Novel nanocages for delivery of small interfering RNAs
(Nanowerk News) Small interfering RNAs (siRNAs) are a new therapy that can be used to treat various diseases. This has led to an increasing demand for a selective, efficient and safe mode of delivery of siRNA in cells. Now, in a collaboration between the Universities of Amsterdam and Leiden, researchers have developed a special molecular nanocage for siRNA delivery. In a paper that just came out in the journal chemistry (“Application of M12L24 nanocages as cell-specific siRNA delivery agents in vitro”) they present nanocage that is easy to prepare and display tunable siRNA delivery characteristics.
The nano cage was developed within the research group for Homogeneous, Supramolecular and Bio-Inspired catalysis from Prof. Joost Reek and Bas de Bruin at the Van ‘t Hoff Institute for Molecular Sciences, University of Amsterdam, and further studies in Prof.’s group. Alexander Kros at the Leiden Chemical Institute.
The researchers are motivated by the potential of siRNA in gene therapy, which requires an effective delivery system. They set out to develop nanocages with functional groups on the outside, making the cages capable of binding to siRNA strands.

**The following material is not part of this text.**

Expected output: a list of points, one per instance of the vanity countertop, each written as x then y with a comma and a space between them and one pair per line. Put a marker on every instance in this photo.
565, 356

Since binding is based on reversible binding, siRNAs can in principle be released in the cellular environment. To explore the delivery characteristics of their nanocage, the researchers conducted laboratory studies using a variety of human cancer cells.
Various nanocage
Nano cages are constructions of small molecular building blocks, called ditopic ligands, which are linked using metal atoms. A typical cage consists of 12 metal atoms and 24 ligands, hence the abbreviation M12L24. The researchers designed and synthesized five different ligands to form molecular cages with different siRNA binding affinities. They then prepared a series of siRNA-binding nanocage using platinum or palladium as the bridge metal. Palladium nanocage is less stable in the cellular environment, and decomposition is one mechanism of siRNA release.
After screening nanocage characteristics such as stability and siRNA-binding ability, delivery characteristics were tested in an assay based on siRNA-mediated Green Fluorescent Protein (GFP) silencing. Cage is used to deliver siRNA to human GFP-expressing cells, so fluorescence measurement can ensure successful delivery of siRNA. Two types of human cell lines were used: HeLa and U2Os.
Cage composition determines siRNA delivery
To their surprise, the researchers were not only able to demonstrate satisfactory siRNA delivery, but also found remarkable differentiation depending on the metal used in the nanocage. Where is Pt. platinum based12L24 nanocage showed very effective siRNA delivery to U2OS cells, it showed little efficiency for HeLa. On the other hand, Pd12L24 the nanocage, derived from the same ligand building block, delivered siRNA to HeLa but not to U2OS. Such differentiation could not be observed in experiments when a commercially applied delivery system (lipofectamine) was used. They12L24 nanocages thus introduce the possibility of tuning the delivery characteristics of siRNA by tuning the composition of the nanocage.
In them chemistry paper, the researchers consider the unique cell selectivity feature of these nanoparticles a promising addition to the field of targeted RNA gene material delivery, whose full potential has yet to be uncovered. Although the current results were obtained in a highly controlled laboratory study, they hope that the delivery of tunable RNA from their nanocage will spawn highly desirable selective RNA nanomedicine developments in the future.